The rare second edition of the French translation of De Veer’s account of three most important polar voyages in search of the Northeast Passage to China and the East Indies, commanded by Willem Barents, with exceptional provenance; from the library of the celebrated astronomer Joseph Jérôme de Lalande including his notes and side notes. The three expeditions recounted here took place in 1594, 1595, 1596-1597. The commander of the three voyages was the pilot Willem Barents of Amsterdam. Gerrit De Veer himself only took part in the last two expeditions and described the first expedition from Barents notes. The account of the third voyage, during which the Dutch sailors had to winter at Novaya Zemlya, occupies more than half of the work. The three accounts include de Veer’s eyewitness journal, as a crew-member, of Barents’ disastrous final voyage in 1596-97: a tale of extreme hardship and danger and it describes in the form of a daily diary the crew’s winter in a hut built from ship’s timbers on the coast of Novaya Zemlya, after their ship had been crushed by ice. It is the earliest recorded wintering this far north.

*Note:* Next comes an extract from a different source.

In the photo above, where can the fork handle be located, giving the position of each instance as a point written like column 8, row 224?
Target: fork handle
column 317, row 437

“These voyages proved Barents one of history’s greatest arctic navigators. The first foray began in 1594, when Barents directed his ships down the length of Nova Zembla. Blocked by seasonal ice from further passage, the Dutch retraced their course to Vaigatz and passed through the Kara Sea as far as the latitude of Ob. The relative success of this effort prompted another attempt the following year. This time, however, an unusually severe winter kept the straits between Vaigatz and the mainland packed with ice all summer, and the voyagers returned to Holland after little success. Accompanying Barents as supercargo on both of these expeditions was the famed Dutch traveler Jan Huyghen van Linschoten. It was the third voyage in 1596 that ranks among the “hardiest achievements of all Polar exploration”. Barents began by attempting to sail directly across the Pole. Though he was blocked by pack ice, along the way he became the first European to make contact with the Spitsbergen Islands. Steering back for Nova Zembla, the Dutch passed the farthest point they had reached on their first voyage in 1594, and pressed on around the northern tip of the island. Here their ship was crushed in the ice, and the crew was forced to wait out the winter. It was a winter of great misery, during which a number of the crew froze to death and several were eaten by polar bears. When the summer ice failed to release his ship, Barents directed the remaining members of this crew in a difficult voyage in an open boat; he died before they safely reached Russian territory” K Hill. “The Hill Collection of Pacific Voyages.”

Joseph Jérôme Lefrançois de Lalande’s copy; his autograph on pastedown, with his notes concerning astronomical instruments and degrees of latitude and longitude taken from the  voyages on pastedown and ffep. It is not individually listed in the catalogue of the sale of his books in 1808 that took place a year after his death at the College de France. Lalande was a celebrated astronomer and at the centre of French intellectual circles during les Lumières. He was close to Voltaire, Helvetius, and many others. He held the chair of astronomy in the Collège de France for forty-six years. His publications in connection with the transit of Venus of 1769 won him great fame. He was also a Freemason and founded the Lodge of “Les Trois Soeurs” in Paris, influential in the American war of independence: In 1778 Lalande arranged for Benjamin Franklin and John Paul Jones to join; Franklin became Master of the Lodge in 1779, and was re-elected in 1780. When Franklin, returned to America to participate in the writing of the Constitution, Thomas Jefferson, a non-Mason, took over as American Envoy. Lalande was a renowned atheist but still harboured priests fleeing the revolution at the College de France. It is possible that Lalande obtained this copy from his friend, another famous astronomer of the same period, Pierre Charles Lemonnier, from his note on rear pastedown ‘notes de m. Lemonnier’.

A very rare edition of these important voyages with remarkable provenance.

BM STC, Fr. C16th p. 436. USTC 20588. Geoffroy Atkinson “La littérature géographique française de la Renaissance: Répertoire bibliographique” no. 401. Alden 599/92. JCB I:377. Rothschild 1962. Tiele-Muller 96.